Volume 355: 190-192 July 13, 2006 Number 2
Risk–Benefit Profiles of Raloxifene for Women
Marcia L. Stefanick, Ph.D.
During the past decade, considerable scientific, clinical, and public interest in the benefits and risks of postmenopausal estrogen therapy has focused attention on selective estrogen-receptor modulators (SERMs). These act as estrogen agonists in some tissues and antagonists in others because of specific actions on at least two distinct estrogen receptors, the proportions of which differ across tissues. As such, SERMs have held the promise of conferring benefits similar to those associated with estrogen therapy, including a reduced risk of osteoporosis, while simultaneously reducing estrogen-related risks (e.g., invasive breast cancer). The once widely held belief that estrogen therapy was cardioprotective1 also generated hope that a SERM might prevent coronary heart disease (CHD).

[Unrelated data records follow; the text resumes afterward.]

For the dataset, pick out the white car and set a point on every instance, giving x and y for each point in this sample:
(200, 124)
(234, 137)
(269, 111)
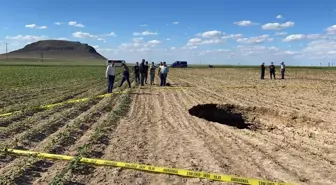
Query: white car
(117, 63)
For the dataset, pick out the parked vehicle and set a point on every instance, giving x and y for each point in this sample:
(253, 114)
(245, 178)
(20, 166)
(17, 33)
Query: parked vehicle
(182, 64)
(118, 63)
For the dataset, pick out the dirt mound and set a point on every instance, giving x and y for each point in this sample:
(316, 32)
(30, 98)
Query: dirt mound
(56, 49)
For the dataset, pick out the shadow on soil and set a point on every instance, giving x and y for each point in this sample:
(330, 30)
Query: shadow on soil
(223, 114)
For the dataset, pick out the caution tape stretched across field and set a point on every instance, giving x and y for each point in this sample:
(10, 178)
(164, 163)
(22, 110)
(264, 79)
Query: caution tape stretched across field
(148, 168)
(65, 102)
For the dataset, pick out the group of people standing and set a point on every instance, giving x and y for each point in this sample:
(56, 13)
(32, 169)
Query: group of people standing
(272, 70)
(140, 72)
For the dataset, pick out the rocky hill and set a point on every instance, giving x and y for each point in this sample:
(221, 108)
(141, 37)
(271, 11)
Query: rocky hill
(56, 50)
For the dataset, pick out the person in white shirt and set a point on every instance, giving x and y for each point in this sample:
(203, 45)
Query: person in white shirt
(283, 69)
(163, 72)
(110, 74)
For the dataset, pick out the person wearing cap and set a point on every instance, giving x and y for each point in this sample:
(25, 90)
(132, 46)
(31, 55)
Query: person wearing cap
(283, 69)
(146, 71)
(152, 73)
(272, 70)
(136, 70)
(125, 76)
(263, 68)
(163, 72)
(110, 75)
(142, 72)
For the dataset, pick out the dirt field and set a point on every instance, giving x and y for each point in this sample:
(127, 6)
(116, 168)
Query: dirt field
(273, 130)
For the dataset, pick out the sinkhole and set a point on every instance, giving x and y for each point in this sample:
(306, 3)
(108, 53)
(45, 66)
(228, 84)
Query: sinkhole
(226, 114)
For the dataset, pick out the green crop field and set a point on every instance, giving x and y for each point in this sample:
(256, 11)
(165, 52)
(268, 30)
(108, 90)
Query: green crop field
(26, 86)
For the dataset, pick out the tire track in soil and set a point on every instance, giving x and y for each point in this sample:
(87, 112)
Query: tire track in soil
(313, 165)
(261, 94)
(324, 129)
(177, 151)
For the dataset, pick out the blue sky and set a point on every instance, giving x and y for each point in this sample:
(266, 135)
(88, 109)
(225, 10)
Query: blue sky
(213, 32)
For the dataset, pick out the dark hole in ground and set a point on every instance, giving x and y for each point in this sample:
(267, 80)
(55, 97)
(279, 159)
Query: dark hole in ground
(223, 114)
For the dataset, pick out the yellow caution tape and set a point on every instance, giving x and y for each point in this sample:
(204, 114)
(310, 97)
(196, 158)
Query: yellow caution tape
(67, 102)
(149, 168)
(6, 114)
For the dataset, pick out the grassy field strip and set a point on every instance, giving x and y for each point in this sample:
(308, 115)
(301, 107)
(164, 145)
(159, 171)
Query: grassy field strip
(59, 97)
(54, 142)
(27, 124)
(61, 139)
(39, 92)
(22, 125)
(60, 103)
(30, 98)
(95, 141)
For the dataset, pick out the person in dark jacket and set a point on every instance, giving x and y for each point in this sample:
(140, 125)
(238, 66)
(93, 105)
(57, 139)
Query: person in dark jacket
(136, 70)
(152, 73)
(142, 72)
(272, 70)
(125, 76)
(146, 73)
(263, 68)
(283, 69)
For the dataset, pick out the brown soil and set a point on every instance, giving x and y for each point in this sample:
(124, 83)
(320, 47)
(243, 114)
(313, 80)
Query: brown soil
(223, 121)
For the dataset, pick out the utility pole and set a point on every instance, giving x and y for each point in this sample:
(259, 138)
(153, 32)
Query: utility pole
(6, 51)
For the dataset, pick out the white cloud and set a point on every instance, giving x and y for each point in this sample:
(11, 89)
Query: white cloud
(245, 23)
(296, 37)
(331, 29)
(112, 34)
(27, 38)
(199, 41)
(139, 39)
(35, 26)
(145, 33)
(233, 36)
(85, 35)
(277, 26)
(61, 38)
(280, 33)
(293, 52)
(153, 42)
(254, 40)
(211, 34)
(194, 41)
(80, 34)
(189, 47)
(74, 23)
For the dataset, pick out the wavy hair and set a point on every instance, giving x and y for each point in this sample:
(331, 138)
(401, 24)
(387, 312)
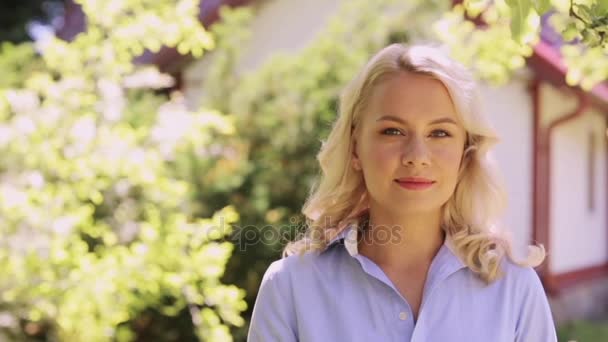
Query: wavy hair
(339, 197)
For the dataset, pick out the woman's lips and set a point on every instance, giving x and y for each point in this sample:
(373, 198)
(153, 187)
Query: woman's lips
(415, 184)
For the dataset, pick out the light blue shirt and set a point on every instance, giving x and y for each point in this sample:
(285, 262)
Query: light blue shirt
(341, 295)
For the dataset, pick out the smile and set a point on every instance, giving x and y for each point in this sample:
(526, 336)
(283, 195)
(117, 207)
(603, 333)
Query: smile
(415, 185)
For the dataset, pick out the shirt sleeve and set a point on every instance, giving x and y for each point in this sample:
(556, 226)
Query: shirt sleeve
(273, 317)
(535, 321)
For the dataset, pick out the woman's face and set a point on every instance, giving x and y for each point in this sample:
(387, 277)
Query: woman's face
(410, 145)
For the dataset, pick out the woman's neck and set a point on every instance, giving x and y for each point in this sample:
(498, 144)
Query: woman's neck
(402, 243)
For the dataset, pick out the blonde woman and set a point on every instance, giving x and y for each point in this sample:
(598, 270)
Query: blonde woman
(400, 244)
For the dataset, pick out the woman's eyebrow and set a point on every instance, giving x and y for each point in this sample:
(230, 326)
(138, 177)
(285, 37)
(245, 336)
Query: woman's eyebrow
(398, 119)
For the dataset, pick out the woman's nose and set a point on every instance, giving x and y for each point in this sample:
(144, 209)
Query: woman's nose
(416, 152)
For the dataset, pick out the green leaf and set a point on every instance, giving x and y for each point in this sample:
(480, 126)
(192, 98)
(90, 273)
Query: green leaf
(520, 9)
(542, 6)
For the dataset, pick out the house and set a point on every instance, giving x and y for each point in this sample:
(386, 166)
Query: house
(553, 151)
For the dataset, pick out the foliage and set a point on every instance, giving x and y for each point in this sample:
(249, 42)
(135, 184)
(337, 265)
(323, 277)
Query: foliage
(510, 29)
(583, 331)
(101, 236)
(282, 110)
(15, 15)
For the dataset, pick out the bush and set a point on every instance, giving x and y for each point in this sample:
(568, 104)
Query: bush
(102, 239)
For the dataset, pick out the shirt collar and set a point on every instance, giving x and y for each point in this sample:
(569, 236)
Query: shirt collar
(348, 237)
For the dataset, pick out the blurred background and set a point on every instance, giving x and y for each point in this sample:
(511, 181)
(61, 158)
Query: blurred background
(155, 154)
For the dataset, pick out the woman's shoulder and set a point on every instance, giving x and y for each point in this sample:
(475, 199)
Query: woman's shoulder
(522, 279)
(305, 267)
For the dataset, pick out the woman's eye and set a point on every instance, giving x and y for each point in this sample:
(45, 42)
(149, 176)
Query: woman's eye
(439, 133)
(391, 131)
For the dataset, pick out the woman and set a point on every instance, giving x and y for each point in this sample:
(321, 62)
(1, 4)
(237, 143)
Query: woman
(400, 244)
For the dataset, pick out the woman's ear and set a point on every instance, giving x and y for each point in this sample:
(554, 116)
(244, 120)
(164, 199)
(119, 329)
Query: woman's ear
(355, 162)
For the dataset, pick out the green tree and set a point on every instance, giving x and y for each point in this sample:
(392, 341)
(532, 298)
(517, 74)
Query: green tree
(16, 15)
(101, 237)
(511, 29)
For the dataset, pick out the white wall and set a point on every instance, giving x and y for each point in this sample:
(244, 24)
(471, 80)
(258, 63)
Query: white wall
(510, 111)
(578, 235)
(279, 26)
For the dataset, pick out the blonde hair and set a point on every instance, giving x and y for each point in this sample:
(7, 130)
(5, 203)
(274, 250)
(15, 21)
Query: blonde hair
(340, 197)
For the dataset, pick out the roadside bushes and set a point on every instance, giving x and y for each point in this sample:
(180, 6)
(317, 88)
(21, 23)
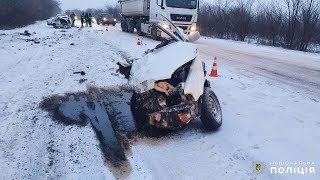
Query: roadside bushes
(292, 24)
(18, 13)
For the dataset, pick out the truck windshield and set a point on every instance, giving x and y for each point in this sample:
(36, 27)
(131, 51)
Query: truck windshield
(187, 4)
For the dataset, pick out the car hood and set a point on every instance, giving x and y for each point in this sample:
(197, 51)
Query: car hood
(161, 63)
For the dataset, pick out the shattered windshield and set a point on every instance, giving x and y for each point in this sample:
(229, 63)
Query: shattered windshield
(187, 4)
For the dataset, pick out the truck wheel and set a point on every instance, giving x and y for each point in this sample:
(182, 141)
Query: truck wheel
(211, 114)
(137, 114)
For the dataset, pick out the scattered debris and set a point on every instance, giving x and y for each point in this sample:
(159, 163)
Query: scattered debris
(80, 72)
(36, 40)
(25, 33)
(82, 80)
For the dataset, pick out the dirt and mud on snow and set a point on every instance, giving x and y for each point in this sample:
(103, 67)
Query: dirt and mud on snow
(107, 112)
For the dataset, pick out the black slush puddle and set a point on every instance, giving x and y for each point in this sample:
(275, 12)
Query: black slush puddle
(108, 112)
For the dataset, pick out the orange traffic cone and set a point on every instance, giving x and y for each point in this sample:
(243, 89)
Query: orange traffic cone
(214, 71)
(139, 42)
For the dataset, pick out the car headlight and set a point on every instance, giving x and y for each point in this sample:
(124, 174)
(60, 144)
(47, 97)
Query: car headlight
(193, 28)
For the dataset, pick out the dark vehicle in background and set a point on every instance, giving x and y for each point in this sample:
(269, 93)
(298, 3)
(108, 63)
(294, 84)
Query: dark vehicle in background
(106, 19)
(60, 21)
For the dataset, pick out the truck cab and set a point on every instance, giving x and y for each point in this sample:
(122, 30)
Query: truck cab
(183, 13)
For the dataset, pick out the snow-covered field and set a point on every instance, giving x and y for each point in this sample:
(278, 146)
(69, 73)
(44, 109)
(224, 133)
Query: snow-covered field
(270, 100)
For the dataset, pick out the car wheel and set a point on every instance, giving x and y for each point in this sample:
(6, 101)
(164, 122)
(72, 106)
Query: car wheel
(138, 115)
(130, 26)
(211, 114)
(138, 27)
(154, 33)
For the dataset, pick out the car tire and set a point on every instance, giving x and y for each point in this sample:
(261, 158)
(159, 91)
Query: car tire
(130, 26)
(123, 26)
(211, 114)
(138, 27)
(137, 113)
(154, 33)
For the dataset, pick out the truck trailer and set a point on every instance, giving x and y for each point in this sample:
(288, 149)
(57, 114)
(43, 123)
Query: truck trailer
(143, 15)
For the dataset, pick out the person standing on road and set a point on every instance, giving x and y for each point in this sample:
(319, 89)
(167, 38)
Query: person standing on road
(82, 19)
(90, 19)
(86, 17)
(72, 16)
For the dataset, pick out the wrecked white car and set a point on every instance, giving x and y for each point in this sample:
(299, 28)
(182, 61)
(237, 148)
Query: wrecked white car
(170, 88)
(60, 21)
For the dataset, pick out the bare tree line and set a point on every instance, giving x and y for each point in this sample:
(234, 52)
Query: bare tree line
(18, 13)
(293, 24)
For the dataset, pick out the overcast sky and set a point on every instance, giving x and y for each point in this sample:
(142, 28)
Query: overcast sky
(84, 4)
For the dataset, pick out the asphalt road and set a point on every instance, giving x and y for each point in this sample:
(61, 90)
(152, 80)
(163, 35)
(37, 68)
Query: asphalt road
(298, 69)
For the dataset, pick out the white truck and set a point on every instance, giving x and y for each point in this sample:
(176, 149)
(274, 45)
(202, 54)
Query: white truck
(143, 15)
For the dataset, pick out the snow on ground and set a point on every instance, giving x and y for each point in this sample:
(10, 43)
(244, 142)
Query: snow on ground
(270, 113)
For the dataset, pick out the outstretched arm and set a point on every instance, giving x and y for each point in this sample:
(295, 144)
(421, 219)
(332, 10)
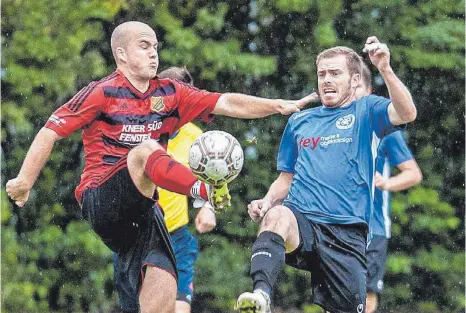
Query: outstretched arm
(38, 154)
(410, 175)
(402, 109)
(278, 191)
(244, 106)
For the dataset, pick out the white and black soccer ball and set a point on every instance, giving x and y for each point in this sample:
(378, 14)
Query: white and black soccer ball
(216, 157)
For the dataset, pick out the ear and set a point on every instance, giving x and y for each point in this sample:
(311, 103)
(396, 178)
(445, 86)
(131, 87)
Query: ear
(355, 80)
(121, 54)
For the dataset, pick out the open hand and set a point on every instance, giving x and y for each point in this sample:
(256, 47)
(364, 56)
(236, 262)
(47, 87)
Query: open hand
(18, 191)
(205, 220)
(378, 53)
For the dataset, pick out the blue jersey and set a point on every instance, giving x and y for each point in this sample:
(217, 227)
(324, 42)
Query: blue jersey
(392, 151)
(331, 153)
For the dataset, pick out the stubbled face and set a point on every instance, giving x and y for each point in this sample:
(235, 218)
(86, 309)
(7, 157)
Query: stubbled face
(362, 90)
(336, 85)
(142, 57)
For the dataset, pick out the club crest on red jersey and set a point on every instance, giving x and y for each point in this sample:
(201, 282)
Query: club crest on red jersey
(156, 104)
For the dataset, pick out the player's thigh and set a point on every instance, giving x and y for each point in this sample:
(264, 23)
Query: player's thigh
(371, 302)
(114, 208)
(339, 276)
(158, 291)
(182, 307)
(137, 160)
(186, 250)
(281, 220)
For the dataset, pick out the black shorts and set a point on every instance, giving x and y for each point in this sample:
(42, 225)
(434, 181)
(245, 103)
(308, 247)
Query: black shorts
(376, 258)
(336, 256)
(125, 221)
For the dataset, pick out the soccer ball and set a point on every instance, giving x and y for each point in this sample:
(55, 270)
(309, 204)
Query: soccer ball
(216, 157)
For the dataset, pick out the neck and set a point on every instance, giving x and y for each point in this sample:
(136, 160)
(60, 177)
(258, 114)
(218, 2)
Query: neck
(349, 100)
(140, 84)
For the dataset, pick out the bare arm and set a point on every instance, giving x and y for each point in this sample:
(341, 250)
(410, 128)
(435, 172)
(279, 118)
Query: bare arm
(410, 175)
(38, 154)
(244, 106)
(278, 191)
(402, 109)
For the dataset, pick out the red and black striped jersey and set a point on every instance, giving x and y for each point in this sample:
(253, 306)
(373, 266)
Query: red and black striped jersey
(115, 117)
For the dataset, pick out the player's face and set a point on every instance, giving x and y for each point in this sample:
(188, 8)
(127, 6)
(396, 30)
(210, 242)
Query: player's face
(336, 85)
(142, 54)
(362, 90)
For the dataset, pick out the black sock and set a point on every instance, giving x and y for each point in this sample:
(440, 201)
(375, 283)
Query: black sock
(268, 259)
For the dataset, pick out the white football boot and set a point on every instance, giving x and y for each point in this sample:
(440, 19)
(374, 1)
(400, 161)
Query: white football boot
(253, 302)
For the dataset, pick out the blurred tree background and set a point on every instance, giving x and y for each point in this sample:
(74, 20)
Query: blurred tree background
(52, 262)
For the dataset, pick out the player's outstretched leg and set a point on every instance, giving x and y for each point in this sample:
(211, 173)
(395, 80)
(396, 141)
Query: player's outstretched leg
(278, 234)
(149, 166)
(158, 291)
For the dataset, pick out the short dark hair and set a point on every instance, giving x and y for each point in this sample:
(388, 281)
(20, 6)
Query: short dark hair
(353, 60)
(366, 75)
(180, 73)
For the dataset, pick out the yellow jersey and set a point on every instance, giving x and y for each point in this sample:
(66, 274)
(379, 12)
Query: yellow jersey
(175, 206)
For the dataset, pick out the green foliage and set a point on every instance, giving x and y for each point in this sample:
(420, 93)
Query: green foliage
(51, 262)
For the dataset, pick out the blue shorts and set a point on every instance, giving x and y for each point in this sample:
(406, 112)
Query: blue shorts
(186, 251)
(336, 256)
(376, 258)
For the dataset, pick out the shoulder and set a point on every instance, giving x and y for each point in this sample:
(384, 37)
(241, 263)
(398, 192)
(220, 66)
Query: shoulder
(106, 84)
(190, 131)
(302, 114)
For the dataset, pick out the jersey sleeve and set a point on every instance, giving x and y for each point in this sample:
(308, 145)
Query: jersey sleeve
(288, 151)
(82, 109)
(378, 113)
(396, 149)
(194, 103)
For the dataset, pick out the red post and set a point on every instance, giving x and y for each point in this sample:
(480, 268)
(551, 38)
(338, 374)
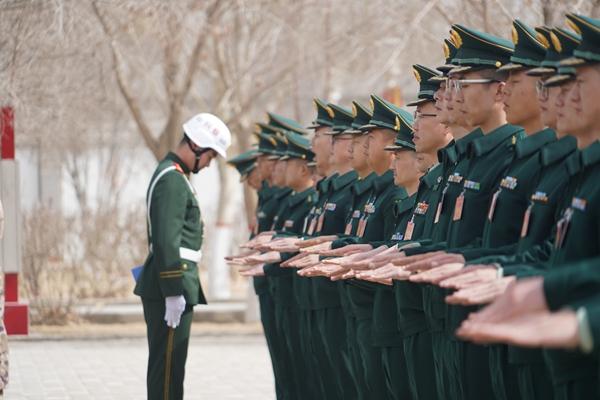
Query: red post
(16, 315)
(7, 133)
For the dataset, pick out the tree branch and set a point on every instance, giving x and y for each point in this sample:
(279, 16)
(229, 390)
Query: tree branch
(131, 102)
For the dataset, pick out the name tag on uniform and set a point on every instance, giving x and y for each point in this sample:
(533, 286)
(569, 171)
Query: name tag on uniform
(397, 236)
(540, 197)
(421, 208)
(455, 178)
(509, 183)
(493, 204)
(526, 218)
(458, 206)
(320, 222)
(472, 185)
(410, 227)
(579, 203)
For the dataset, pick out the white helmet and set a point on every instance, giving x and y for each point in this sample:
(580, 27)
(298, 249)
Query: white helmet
(208, 131)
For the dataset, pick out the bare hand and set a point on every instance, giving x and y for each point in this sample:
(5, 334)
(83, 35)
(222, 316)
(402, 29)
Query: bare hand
(525, 296)
(538, 329)
(438, 274)
(482, 293)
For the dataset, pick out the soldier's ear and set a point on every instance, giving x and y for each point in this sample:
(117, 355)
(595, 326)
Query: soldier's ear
(499, 97)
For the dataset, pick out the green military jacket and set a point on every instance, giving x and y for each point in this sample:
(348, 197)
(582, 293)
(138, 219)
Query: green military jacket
(379, 223)
(511, 197)
(578, 238)
(547, 193)
(266, 209)
(361, 189)
(174, 236)
(386, 322)
(302, 286)
(453, 159)
(291, 221)
(489, 158)
(408, 296)
(332, 221)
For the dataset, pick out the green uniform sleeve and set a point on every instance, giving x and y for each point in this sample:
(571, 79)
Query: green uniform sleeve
(572, 283)
(167, 215)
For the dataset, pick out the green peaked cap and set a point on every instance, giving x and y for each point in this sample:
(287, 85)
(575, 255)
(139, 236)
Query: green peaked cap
(298, 146)
(427, 87)
(342, 119)
(588, 51)
(361, 116)
(385, 115)
(244, 162)
(449, 53)
(529, 50)
(477, 50)
(286, 124)
(281, 142)
(404, 136)
(561, 44)
(266, 141)
(324, 114)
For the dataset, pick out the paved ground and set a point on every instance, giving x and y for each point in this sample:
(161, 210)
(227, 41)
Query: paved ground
(219, 368)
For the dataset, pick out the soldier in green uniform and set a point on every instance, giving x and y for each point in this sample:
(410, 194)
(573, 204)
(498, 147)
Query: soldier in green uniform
(544, 171)
(245, 164)
(430, 135)
(169, 284)
(265, 212)
(330, 220)
(387, 331)
(478, 93)
(375, 224)
(573, 375)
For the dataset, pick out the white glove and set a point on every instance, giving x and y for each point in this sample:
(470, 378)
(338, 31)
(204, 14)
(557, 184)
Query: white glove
(174, 306)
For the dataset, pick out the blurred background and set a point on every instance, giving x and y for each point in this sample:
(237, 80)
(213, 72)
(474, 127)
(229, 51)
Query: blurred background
(99, 90)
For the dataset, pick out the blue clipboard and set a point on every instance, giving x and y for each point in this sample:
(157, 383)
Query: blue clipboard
(136, 271)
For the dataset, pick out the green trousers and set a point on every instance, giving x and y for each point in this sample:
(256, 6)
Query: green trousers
(396, 374)
(505, 380)
(371, 361)
(267, 318)
(167, 349)
(420, 366)
(438, 346)
(580, 389)
(331, 325)
(534, 381)
(314, 389)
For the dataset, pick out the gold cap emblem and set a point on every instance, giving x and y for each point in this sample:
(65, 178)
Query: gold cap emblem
(543, 40)
(456, 39)
(556, 42)
(330, 112)
(417, 75)
(515, 35)
(446, 50)
(573, 26)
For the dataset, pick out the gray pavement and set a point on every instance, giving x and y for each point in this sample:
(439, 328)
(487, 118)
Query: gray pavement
(218, 367)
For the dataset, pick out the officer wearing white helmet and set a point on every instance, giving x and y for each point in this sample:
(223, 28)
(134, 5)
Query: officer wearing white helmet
(168, 282)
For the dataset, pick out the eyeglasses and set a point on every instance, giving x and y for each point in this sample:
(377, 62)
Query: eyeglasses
(419, 115)
(456, 85)
(542, 90)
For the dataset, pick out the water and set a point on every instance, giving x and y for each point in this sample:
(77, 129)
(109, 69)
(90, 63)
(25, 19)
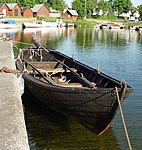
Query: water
(120, 55)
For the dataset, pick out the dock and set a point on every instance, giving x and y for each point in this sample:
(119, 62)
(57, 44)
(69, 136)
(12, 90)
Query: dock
(13, 133)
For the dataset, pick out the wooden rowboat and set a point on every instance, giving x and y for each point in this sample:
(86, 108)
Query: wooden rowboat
(71, 87)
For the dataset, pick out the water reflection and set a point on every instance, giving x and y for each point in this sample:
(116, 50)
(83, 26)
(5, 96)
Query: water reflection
(120, 55)
(48, 129)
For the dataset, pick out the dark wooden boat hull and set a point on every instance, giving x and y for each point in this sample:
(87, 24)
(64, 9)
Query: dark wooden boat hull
(92, 107)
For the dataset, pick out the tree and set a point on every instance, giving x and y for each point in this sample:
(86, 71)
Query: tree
(140, 10)
(122, 6)
(105, 6)
(56, 4)
(79, 6)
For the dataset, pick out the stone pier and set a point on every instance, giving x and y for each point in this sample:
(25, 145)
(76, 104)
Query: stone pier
(13, 134)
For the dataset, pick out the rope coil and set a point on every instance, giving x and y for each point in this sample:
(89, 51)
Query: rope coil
(122, 116)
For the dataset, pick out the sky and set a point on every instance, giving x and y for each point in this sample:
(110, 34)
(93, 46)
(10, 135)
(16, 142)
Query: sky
(135, 2)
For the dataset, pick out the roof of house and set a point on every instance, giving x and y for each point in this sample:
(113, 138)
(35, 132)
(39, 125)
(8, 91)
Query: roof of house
(36, 7)
(24, 9)
(73, 12)
(11, 5)
(53, 10)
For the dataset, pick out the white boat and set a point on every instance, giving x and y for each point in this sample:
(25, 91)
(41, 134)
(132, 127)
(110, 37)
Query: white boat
(43, 24)
(8, 24)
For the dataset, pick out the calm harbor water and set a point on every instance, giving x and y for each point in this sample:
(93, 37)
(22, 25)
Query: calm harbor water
(120, 55)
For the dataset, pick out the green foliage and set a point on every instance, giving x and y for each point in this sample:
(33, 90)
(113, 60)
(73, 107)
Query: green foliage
(56, 4)
(122, 6)
(140, 10)
(105, 6)
(79, 6)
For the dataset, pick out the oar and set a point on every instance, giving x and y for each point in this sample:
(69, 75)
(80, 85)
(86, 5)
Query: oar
(81, 78)
(49, 80)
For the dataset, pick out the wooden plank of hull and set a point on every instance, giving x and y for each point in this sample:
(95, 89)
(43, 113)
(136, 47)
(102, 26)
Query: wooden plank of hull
(93, 107)
(88, 107)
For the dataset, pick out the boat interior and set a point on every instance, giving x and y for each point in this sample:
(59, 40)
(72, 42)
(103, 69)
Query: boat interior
(59, 69)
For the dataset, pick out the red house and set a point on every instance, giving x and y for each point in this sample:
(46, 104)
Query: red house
(14, 9)
(40, 10)
(27, 12)
(3, 8)
(71, 14)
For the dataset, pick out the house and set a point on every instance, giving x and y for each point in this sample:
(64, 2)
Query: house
(40, 10)
(27, 12)
(14, 9)
(3, 9)
(71, 14)
(54, 13)
(131, 16)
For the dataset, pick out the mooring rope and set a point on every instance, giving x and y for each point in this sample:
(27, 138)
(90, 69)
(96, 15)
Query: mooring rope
(123, 120)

The Breast Cancer Prevention Trial of the National Surgical Adjuvant Breast and Bowel Project provided evidence in 1998 that a SERM, tamoxifen, could reduce breast cancer risk in a cohort of 13,388 women at increased risk for breast cancer2. Tamoxifen significantly reduced the risk of invasive breast cancer and, in particular, tumors with positive estrogen-receptor status (relative risk reductions, 49 percent and 69 percent, respectively). Tamoxifen also reduced the risk of fractures, though not significantly. However, it was associated with significantly increased risks of endometrial cancer, stroke, pulmonary emboli, deep-vein thrombosis, and cataracts, primarily in women 50 years of age or older2.